Die Hoffnung, dass es mit den nun sinkenden Temperaturen ruhiger wird, haben die Anwohner inzwischen aufgegeben. Es ist schließlich nicht der erste Herbst und Winter, den sie mitmachen. „Bevor die sich irgendwo im Warmen treffen, legen sie lieber auf dem Schulhof noch einen Zapfen drauf, damit sie nicht frieren“, sagt einer der Anwohner und schiebt hinterher: „Wir könnten inzwischen ganze Bücher schreiben“. Nun wollen sie mit Nachdruck dafür sorgen, dass endlich das letzte Kapitel geschrieben werden kann.

  • Auf Bitten eines Anwohners hatte der SPD-Fraktionsvorsitzende Paul Theo Sommer das Thema in der jüngsten Sitzung des Gemeinderates angesprochen. Zumindest die neuesten Entwicklungen waren dabei für Ordnungsamtsleiterin Claudia Schmitten neu. Sie verwies darauf, in engem Kontakt mit der Polizei zu stehen.
  • Aufgrund der Personalressourcen sei es für das Ordnungsamt schwierig, an den Wochenenden und in den Nachtstunden zu kontrollieren, so Schmitten. Gleichwohl wolle man der Sache nachgehen.
  • Zudem wolle man den neuen Kontaktbeamten Thomas Becker bei seiner Vorstellung im Rathaus und Wachleiter Norbert Sapp für das Thema sensibilisieren.
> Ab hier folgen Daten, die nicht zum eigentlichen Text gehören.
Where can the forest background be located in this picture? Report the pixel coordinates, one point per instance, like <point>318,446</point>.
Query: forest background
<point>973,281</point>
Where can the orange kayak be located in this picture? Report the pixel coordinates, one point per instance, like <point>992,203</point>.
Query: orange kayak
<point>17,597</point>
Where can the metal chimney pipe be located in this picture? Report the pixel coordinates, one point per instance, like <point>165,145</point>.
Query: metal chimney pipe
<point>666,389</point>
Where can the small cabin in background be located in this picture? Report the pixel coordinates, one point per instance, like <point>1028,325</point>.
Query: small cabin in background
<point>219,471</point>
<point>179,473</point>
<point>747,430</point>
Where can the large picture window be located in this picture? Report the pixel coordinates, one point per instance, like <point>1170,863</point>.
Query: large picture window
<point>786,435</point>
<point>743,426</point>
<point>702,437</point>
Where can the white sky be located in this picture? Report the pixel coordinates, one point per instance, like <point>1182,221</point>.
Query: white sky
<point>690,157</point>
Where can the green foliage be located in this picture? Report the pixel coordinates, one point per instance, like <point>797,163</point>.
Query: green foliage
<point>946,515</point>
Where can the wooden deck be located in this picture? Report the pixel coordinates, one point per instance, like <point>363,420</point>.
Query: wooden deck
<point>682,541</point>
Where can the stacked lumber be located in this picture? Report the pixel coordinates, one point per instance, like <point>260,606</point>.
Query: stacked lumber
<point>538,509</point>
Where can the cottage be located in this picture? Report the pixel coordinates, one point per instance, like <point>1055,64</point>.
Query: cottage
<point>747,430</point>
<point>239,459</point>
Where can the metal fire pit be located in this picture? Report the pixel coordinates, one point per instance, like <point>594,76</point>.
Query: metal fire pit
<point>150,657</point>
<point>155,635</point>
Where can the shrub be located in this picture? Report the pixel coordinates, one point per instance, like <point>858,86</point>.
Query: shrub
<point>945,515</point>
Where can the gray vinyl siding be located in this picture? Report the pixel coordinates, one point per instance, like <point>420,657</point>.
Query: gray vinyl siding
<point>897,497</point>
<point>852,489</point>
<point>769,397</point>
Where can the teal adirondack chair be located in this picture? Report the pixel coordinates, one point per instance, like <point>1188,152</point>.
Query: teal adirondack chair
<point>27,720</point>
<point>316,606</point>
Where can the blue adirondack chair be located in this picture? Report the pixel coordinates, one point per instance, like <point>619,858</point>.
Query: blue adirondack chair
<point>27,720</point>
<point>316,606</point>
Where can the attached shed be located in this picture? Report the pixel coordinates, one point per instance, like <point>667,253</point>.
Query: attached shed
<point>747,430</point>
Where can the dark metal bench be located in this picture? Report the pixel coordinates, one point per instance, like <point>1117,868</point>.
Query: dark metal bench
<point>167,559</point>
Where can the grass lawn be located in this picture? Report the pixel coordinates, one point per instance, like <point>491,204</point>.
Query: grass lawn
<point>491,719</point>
  • Eines, so betonte Bürgermeister Ralf Péus, müsse allerdings festgehalten werden: „In den vergangenen Jahren hatten wir viel größere Probleme - auch an verschiedenen anderen Orten. Sei es auf dem Rathausplatz oder an der Ruhr.“ Insgesamt, so der Bürgermeister, sei die Situation bereits ruhiger geworden.